Мы ничего не знаем о тех чувствах и мыслях, которые посещали Клеопатру в первые часы недостойного бегства ее отца. Тогда вряд ли кто-то обращал внимание на душевное состояние тринадцатилетней царевны, пусть даже и подающей надежды; ни в одном тексте не осталось свидетельств и о том, что впоследствии она хоть что-то говорила на эту тему. И тем не менее можно не сомневаться, что в тот день жгучего стыда она поняла одну элементарную истину: чтобы заставить римлянина отступить, требуется нечто большее, чем дохлая кошка.
ВРЕМЯ ЗАТМЕНИЯ
(58–55 гг. до н. э.)
Мы не знаем, что происходило в это время с Клеопатрой: оставалась ли она в самом сердце того хаоса, который воцарился в Египте, или последовала за отцом и была свидетельницей всего, что стало результатом его бегства, — невероятной череды промахов, обманов, унижений и махинаций. От ее тогдашней жизни не сохранилось никаких следов. Юная звезда как бы растворилась в пустоте и была незримой до того момента, когда ей исполнилось пятнадцать лет.

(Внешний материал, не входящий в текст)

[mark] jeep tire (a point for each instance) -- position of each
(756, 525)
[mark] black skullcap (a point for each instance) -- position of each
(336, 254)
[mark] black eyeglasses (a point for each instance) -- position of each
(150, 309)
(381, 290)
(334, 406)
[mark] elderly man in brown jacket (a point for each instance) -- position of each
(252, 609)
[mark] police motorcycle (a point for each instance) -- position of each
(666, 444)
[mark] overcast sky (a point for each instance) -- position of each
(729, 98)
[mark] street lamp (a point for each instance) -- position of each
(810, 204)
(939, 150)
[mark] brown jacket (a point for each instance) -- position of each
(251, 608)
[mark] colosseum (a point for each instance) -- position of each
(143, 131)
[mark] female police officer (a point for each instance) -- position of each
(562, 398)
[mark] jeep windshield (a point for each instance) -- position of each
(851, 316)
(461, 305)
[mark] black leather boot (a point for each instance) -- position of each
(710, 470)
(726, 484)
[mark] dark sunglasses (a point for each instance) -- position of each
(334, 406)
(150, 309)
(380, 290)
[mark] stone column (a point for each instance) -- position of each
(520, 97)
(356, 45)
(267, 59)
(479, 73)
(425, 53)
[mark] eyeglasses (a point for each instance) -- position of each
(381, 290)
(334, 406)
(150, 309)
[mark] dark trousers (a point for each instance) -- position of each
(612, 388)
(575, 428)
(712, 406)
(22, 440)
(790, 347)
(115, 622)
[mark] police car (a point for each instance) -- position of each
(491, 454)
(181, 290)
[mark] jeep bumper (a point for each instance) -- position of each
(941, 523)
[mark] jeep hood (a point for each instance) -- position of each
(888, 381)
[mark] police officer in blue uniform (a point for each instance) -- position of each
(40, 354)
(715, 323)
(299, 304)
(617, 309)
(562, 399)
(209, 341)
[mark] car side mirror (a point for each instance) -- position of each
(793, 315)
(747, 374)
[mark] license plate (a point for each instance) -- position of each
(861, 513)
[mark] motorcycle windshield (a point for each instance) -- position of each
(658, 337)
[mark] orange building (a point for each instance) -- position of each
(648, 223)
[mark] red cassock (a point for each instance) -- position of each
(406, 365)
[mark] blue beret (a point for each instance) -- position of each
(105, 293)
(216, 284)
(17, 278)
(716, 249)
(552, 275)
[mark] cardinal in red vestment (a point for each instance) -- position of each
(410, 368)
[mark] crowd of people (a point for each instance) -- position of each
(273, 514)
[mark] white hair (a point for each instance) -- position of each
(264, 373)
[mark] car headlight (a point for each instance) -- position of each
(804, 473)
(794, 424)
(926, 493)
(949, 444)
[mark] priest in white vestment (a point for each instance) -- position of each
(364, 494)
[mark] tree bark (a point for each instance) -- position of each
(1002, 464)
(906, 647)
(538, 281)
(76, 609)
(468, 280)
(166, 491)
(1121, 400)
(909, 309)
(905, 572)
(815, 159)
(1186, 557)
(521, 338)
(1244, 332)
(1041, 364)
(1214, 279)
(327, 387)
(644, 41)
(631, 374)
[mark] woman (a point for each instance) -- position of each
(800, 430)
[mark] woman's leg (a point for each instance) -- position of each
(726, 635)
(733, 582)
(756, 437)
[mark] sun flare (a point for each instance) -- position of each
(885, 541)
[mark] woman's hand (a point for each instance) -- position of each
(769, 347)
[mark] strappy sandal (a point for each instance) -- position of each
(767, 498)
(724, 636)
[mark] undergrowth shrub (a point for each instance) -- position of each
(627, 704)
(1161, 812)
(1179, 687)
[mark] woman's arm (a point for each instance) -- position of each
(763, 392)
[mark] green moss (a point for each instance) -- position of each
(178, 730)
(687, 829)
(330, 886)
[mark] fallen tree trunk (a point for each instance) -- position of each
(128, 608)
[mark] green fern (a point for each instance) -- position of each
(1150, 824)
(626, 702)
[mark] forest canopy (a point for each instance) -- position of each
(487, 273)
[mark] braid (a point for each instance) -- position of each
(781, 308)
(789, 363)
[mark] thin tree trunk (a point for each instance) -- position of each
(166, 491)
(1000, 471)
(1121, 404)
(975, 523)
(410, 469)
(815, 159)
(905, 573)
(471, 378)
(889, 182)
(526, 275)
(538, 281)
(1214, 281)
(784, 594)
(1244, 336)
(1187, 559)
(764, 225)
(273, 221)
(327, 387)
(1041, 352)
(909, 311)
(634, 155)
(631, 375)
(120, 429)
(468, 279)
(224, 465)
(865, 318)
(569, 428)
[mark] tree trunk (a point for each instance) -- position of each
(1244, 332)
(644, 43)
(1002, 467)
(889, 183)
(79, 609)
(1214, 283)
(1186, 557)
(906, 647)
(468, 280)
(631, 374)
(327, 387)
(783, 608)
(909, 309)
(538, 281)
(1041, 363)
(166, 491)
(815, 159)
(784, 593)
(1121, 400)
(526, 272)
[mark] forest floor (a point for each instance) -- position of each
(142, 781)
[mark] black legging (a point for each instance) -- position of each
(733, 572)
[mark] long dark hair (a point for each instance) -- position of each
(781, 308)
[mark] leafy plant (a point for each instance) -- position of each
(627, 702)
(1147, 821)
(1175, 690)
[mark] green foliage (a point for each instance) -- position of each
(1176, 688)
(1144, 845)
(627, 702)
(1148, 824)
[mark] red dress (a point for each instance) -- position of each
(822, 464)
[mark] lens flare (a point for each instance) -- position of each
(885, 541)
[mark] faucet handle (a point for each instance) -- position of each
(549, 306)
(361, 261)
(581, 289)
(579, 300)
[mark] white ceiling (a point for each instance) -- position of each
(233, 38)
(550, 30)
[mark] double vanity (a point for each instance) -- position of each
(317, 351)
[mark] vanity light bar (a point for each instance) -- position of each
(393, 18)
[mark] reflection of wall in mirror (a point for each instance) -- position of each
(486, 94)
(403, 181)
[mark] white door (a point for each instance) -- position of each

А между тем события вокруг нее развивались все более стремительно и, очевидно, не могли не оказывать решающего влияния на ее поведение. Она, конечно, не переставала размышлять о них, извлекать из них уроки. Что именно творилось у нее в голове, с точностью установить невозможно; нам остается лишь строить догадки.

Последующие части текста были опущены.